Ever since my 2-1/2-year-old son pointed to a picture of my mother and said, “Mommie,” I have been aware that I have fallen into the inevitable and have become my mother.
I was not one of those teenagers who vowed never to be like my mother. My mother treated me with respect and allowed me to be my own individual. But now, as I grow older, and look around and see myself looking and acting more and more like her, I still find it disconcerting.
When I look at my face in the mirror, more and more it is my mother I see looking back. It is the angle of my chin, the motion of my hands.
Much of my life it has been, or at least I had wanted it to be, my father’s face, since he died when I was a child and I longed for some connection.
But now it is clearly my mother. Especially right after a shower when my hair is wet and off my face. I see my cheeks clearly. I see the darkness under my eyes. I see how much older I look. My mother has always been older than I was, obviously. And now, I see, that I too am older than I was.
I want to make very clear: it is not bad to look like my mother. My mother is lovely and accomplished. She raised me on her own and I think she did a really great job. She is quite beautiful and looks nowhere near her 62 years.
In fact, on her 60th birthday, right after I had my son, as we sat in a restaurant, our waiter got carried away with complimenting her on her birthday and actually said he thought I was the mother — not that we were sisters mind you — but mother and daughter. Granted, I had just had a baby who had been hospitalized for much of his short life. I was also still quite heavy, one of the few where nursing kept the weight on me. But my 60-year-old mother’s mother? Seriously?
Not caring that he was probably just scrounging for a good tip, I began to cry. The waiter, while trying to apologize, though, only drove home the point when he said, “but I really thought that.”
I have lost the weight and the worried frown some two years later, but often I still feel that vulnerable.

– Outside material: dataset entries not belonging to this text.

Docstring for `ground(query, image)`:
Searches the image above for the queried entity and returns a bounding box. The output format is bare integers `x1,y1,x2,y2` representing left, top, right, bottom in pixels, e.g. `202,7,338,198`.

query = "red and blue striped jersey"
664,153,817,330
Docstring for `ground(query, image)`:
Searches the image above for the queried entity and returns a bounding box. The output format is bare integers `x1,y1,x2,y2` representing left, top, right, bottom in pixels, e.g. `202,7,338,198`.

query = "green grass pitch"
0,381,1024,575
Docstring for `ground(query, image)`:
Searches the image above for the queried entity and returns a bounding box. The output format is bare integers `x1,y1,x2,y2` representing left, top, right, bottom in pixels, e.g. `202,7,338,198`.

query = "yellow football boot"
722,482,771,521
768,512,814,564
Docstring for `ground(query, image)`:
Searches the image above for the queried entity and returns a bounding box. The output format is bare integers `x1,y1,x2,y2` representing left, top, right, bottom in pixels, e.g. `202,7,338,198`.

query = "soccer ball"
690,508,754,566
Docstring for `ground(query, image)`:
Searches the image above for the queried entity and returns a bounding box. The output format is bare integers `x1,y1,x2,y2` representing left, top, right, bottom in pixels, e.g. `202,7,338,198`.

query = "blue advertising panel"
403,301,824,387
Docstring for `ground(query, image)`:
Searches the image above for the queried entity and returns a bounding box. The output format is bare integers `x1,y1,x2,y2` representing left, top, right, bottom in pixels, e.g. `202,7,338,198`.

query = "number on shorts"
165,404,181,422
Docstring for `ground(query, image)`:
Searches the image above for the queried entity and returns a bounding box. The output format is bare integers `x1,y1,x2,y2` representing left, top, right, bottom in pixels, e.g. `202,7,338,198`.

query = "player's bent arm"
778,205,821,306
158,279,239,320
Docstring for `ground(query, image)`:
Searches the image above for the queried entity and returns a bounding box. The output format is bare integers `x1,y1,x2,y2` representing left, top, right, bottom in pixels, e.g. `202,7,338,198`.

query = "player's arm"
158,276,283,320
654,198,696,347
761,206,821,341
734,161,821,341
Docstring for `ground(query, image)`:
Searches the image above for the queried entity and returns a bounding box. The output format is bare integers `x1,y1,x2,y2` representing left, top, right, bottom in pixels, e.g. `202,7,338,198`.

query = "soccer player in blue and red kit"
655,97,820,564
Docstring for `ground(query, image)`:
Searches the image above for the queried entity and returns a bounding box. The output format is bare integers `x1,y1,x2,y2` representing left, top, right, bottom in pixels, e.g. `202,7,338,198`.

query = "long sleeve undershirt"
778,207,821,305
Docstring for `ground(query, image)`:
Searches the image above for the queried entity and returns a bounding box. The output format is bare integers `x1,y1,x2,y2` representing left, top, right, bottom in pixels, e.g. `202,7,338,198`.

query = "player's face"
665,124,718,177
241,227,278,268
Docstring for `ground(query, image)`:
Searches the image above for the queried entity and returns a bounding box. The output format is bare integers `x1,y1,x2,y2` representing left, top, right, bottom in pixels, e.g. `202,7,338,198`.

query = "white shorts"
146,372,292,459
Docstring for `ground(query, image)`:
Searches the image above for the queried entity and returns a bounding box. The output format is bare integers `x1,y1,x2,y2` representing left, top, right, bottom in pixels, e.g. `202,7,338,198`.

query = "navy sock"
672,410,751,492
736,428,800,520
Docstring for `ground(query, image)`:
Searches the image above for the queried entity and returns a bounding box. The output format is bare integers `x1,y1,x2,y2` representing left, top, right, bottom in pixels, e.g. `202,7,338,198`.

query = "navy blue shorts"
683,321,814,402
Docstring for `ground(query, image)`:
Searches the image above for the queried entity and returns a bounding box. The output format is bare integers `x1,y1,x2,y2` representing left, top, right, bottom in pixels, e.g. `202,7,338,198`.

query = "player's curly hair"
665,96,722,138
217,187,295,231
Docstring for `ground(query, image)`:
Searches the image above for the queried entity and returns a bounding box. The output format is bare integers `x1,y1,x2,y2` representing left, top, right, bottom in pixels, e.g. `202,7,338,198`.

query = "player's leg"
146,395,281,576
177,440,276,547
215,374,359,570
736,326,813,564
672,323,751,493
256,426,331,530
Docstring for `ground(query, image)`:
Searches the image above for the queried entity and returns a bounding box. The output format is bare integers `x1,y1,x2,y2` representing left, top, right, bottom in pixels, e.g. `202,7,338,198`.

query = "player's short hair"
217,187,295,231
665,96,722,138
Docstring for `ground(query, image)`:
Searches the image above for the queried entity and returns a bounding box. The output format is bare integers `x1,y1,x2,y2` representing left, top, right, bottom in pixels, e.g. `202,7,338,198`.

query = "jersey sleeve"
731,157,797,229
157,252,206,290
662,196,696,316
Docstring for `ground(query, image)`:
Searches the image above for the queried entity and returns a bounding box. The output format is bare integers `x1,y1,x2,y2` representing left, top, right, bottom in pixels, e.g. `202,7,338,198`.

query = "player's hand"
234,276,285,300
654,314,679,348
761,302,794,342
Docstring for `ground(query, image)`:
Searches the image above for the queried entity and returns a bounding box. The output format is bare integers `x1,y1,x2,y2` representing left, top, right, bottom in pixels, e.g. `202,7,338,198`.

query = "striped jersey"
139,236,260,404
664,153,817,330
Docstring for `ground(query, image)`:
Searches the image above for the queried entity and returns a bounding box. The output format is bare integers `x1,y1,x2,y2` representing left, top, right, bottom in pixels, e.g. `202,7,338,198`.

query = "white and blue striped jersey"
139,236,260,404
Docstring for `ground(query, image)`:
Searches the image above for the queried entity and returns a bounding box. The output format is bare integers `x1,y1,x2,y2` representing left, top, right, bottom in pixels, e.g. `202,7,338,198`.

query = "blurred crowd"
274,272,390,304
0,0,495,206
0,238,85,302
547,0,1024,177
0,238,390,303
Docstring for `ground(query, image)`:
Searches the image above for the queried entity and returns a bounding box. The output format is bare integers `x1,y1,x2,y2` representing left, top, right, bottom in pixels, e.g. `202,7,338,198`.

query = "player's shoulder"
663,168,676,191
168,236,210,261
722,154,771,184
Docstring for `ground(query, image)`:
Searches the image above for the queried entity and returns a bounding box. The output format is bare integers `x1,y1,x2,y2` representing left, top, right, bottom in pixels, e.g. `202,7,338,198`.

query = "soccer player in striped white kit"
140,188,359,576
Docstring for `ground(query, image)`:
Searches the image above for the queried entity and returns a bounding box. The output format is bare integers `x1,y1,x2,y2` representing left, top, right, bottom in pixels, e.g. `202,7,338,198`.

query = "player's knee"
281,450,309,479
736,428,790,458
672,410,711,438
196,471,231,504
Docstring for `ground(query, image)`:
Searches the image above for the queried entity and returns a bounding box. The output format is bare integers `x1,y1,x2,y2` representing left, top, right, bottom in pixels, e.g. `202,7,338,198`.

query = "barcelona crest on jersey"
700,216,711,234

But looking older is not the only way that I feel I am becoming my mother. When I open my mouth and hear not only something she would say, but how she would say it, in tone and inflection, it strikes me. The historical and genetic implications are cool to me, but the social ones can be unsettling.
I have friends who complain about how irritating or annoying their moms can be. But when I see them together I actually think that their moms are cute and adorable, borderline eccentric maybe, but nothing that would cause their grown daughters to retreat to teenagedom — eye-rolling and loud sighing.

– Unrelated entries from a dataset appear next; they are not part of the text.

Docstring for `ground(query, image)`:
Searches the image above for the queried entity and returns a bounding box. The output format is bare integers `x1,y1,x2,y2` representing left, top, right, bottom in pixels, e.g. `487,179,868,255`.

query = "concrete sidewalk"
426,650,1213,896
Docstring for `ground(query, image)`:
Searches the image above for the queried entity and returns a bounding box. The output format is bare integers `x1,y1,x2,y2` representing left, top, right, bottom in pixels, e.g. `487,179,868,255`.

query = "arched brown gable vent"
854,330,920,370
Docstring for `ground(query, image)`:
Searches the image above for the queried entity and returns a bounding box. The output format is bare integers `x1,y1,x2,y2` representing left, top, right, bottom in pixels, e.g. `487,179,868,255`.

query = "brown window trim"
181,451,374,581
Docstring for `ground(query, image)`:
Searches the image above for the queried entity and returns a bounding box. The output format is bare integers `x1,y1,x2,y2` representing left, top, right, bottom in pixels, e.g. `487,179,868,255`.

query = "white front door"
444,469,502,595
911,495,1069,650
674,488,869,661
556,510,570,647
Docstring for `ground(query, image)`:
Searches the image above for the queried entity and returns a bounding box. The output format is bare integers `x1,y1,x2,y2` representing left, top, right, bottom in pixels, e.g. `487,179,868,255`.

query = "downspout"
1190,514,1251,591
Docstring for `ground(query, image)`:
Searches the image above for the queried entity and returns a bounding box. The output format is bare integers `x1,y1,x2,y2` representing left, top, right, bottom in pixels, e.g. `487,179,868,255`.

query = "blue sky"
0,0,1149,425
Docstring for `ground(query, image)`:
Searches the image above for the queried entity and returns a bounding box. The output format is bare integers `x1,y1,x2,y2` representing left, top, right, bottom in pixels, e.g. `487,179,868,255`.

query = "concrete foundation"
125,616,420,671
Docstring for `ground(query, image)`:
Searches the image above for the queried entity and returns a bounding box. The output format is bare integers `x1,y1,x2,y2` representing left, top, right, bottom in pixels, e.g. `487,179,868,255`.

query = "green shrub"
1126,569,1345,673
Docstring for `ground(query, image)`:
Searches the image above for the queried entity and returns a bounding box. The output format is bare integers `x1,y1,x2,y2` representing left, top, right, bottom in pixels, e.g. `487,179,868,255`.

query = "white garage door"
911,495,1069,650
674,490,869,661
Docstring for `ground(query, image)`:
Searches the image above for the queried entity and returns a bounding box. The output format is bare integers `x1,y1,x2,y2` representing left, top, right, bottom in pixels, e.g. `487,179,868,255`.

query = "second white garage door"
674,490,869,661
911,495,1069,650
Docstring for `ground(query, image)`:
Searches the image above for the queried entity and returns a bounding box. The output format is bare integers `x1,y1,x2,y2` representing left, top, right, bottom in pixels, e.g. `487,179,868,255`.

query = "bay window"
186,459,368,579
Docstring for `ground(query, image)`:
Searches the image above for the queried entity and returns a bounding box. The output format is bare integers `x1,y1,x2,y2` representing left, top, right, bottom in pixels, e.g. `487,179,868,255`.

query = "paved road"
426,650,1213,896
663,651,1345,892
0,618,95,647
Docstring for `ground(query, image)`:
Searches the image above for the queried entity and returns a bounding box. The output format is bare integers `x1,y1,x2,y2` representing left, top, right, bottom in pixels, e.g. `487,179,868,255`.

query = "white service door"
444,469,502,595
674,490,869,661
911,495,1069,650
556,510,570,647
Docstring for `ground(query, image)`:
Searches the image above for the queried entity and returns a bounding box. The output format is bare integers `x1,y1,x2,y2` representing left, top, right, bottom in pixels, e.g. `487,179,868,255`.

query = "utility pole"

So when my own mom starts to bring these reactions out in me, as she has been known to do, I try to take a step back and think what would I think if she were someone else’s mom. And I probably would think she was fun, maybe a little kooky, but not outrageously irritating. I am not always successful at this, as I am sure she will tell you. Perhaps I am worried as I become more and more like her that my actions are not as endearing as hers.
What I think is challenging about this process is even if you like your mother, and wouldn’t mind turning into her, you spend your whole life creating your own identity only to sort of stumble into one that is already established.
But while I aim for us to be separate from each other, when I watch her with my son, I expect her to be an extension of me, to parent as I would. When she watches him, I snap easier than I should. I hover. I treat her like she is me and expect her to respond how I would, which is entirely unfair. But I am realizing, even though I may be her extension, she is not mine. Nor should she be.
She is the grandma. She is there to indulge him and fuss over him and stare at him and think everything he does is lovely and give into his whims and his whines.
She is grandma. And a very good grandma at that. I am the mom. She is not a second mom, not another version of me.
And even though my son points and says “Mommie” to her picture (a picture I may add where she is in her late 30’s as I am now), I know I am not just another version of her.
And even if I were, if that means being mistaken for my child’s child when I am 60 years old, well then, that doesn’t seem so bad.